I am taking a elementary class on number theory this semester, and among the exercises from the third lecture there is this one:
For $m > 1$ and $gcd(m, a) = 1$, show that the remainders from the divisions of $a, 2a, 3a, ..., ma$ by $m$ are the numbers $0, 1, 2, ..., m - 1$ at some ordering.
I know this is quite a simple proof using congruence modulo m, and it's used when studying Fermat's little theorem. The problem is, we still haven't learned about congruence and modular groups, and we aren't allowed to use those concepts to solve earlier exercises. Actually, by the third lecture we still weren't taught the concept of prime numbers itself, only the concept of coprime numbers. So we are expected to prove this without using the notion of congruence. And I'm pretty stuck on it for the last 2 weeks. Any insights?

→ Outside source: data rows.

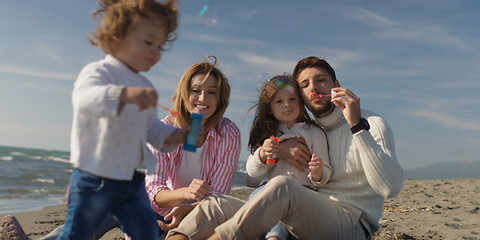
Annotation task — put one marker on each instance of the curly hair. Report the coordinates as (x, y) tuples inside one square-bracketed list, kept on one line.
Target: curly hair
[(118, 15), (264, 123)]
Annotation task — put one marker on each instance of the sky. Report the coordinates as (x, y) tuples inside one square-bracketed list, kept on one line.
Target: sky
[(416, 63)]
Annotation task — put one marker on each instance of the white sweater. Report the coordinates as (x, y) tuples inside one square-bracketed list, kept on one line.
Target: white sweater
[(365, 168), (316, 142), (106, 140)]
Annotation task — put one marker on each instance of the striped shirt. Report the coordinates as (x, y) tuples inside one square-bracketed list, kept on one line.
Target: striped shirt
[(219, 166)]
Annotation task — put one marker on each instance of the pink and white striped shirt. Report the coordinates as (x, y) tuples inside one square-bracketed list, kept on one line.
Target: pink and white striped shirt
[(219, 166)]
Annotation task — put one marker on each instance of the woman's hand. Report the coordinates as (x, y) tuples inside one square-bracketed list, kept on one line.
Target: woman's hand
[(315, 167), (296, 152)]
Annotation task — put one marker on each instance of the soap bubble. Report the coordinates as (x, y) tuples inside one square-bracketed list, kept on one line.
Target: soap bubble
[(208, 15)]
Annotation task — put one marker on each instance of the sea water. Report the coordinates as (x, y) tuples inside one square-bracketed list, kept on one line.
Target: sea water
[(31, 179)]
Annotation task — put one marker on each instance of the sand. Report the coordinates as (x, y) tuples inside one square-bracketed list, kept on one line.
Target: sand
[(424, 209)]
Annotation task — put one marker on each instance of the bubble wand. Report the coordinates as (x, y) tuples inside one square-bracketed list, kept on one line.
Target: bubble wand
[(272, 160), (315, 96)]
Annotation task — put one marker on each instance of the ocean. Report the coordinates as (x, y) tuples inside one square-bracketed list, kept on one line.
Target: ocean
[(31, 179)]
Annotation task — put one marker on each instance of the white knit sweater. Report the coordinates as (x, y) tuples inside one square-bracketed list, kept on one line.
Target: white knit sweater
[(365, 168), (108, 141), (316, 142)]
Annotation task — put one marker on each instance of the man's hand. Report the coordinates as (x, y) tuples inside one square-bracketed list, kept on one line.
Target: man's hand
[(296, 152), (348, 103)]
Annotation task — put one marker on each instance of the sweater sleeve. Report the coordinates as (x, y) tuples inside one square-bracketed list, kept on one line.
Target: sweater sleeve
[(377, 153), (94, 93), (256, 170)]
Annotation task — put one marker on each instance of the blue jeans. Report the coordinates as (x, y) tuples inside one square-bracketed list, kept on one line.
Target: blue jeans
[(91, 198), (279, 230)]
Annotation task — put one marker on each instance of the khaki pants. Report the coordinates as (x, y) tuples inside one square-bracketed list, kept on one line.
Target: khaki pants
[(306, 214)]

You just need to prove that no two numbers $ax$ and $ay$ leave the same remainder if $x\ne y$.
If $ax=mp+r$ and $ay=mq+r$ then $a(x-y)=m(p-q)$. Thus $m$ divides $a(x-y)$. Since $\gcd(m,a)=1$, this implies that $m$ divides $x-y$. Since $0\le x,y < m$, we have $0 \le |x-y| < m$ and so $|x-y|=0$ is the only possiblility.